The timing is perfect. Jim was released from his calling as a counselor in the Cambridge Stake Presidency two days ago. For over nine years he has dedicated most of his Sundays and several hours each Tuesday and Wednesday evening, helping keep the Cambridge Stake (a collection of eleven congregations) running smoothly. Multiple times a week Jim would receive a text, email, or phone call and afterwards say to me, “The Cambridge Stake never sleeps.” So he was concerned that he would feel a great loss Sunday night after his honorable release. Perfect time to hit the road.
The design is simple. Monday morning we packed our carry-ons, computers, and my CPAP, got in the car, and drove nearly to Burlington, Vermont. We spent a few hours with my niece and her husband, exploring his extensive woodshop and just chatting. Then we visited her mother twenty minutes away. En route we passed a Chilis Restaurant. We don’t go out to eat often, but I mourn the loss of Chilis in Burlington, Massachusetts, so after our visit we stopped in for an early supper. It was delicious.
As the sun was setting over the Adirondack Mountains across Lake Champlain, we drove to the ferry that connects Grand Isle, Vermont with Plattsburgh, New York.
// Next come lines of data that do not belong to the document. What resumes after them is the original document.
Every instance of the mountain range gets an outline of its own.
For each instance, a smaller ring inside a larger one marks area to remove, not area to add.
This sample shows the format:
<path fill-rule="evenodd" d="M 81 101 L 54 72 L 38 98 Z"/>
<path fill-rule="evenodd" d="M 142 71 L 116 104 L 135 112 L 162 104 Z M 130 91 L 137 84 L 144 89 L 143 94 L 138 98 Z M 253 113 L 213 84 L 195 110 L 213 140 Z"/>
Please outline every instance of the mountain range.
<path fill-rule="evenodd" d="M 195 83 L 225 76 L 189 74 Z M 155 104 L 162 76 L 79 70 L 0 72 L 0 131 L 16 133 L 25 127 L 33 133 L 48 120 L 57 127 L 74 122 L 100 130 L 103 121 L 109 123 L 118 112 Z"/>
Crossings occur all day and night. We arrived at the dock just as the ferry was unloading and preparing for a western sail. Near Plattsburgh a huge flock of seabirds swirled up in the darkness, disturbed from their ice floe.
I had found The Golden Gate Lodging with private beach near the ferry landing. Our second floor room faces the lake which is blindingly white this morning: ice as far are we can see on the Cumberland Bay.
US Route 9 is 522.73 miles long. Its northern terminus is an interchange with I-87 in Champlain, NY, near the Canadian border. It travels along Lake Champlain and the Adirondack mountains in New York State and spawns several NY state roads, including 9N, 9W, and 9A. It is signed north-south through New York and New Jersey and signed east-west in Delaware. It is one of only two US routes with a designated ferry connection: Cape May, NJ, to Lewes, DE. The other highway with a ferry connection is US 10 which has been served by the USS Badger across Lake Michigan between Wisconsin and Michigan since 1953. My kids and I went across on the Badger during our epic Cross Country Trip in 1995 (15,900 miles, 48 states, Mexico, and Canada. Our kids were ages 4-14. I towed a pop-up tent trailer and was the sole driver for seven weeks).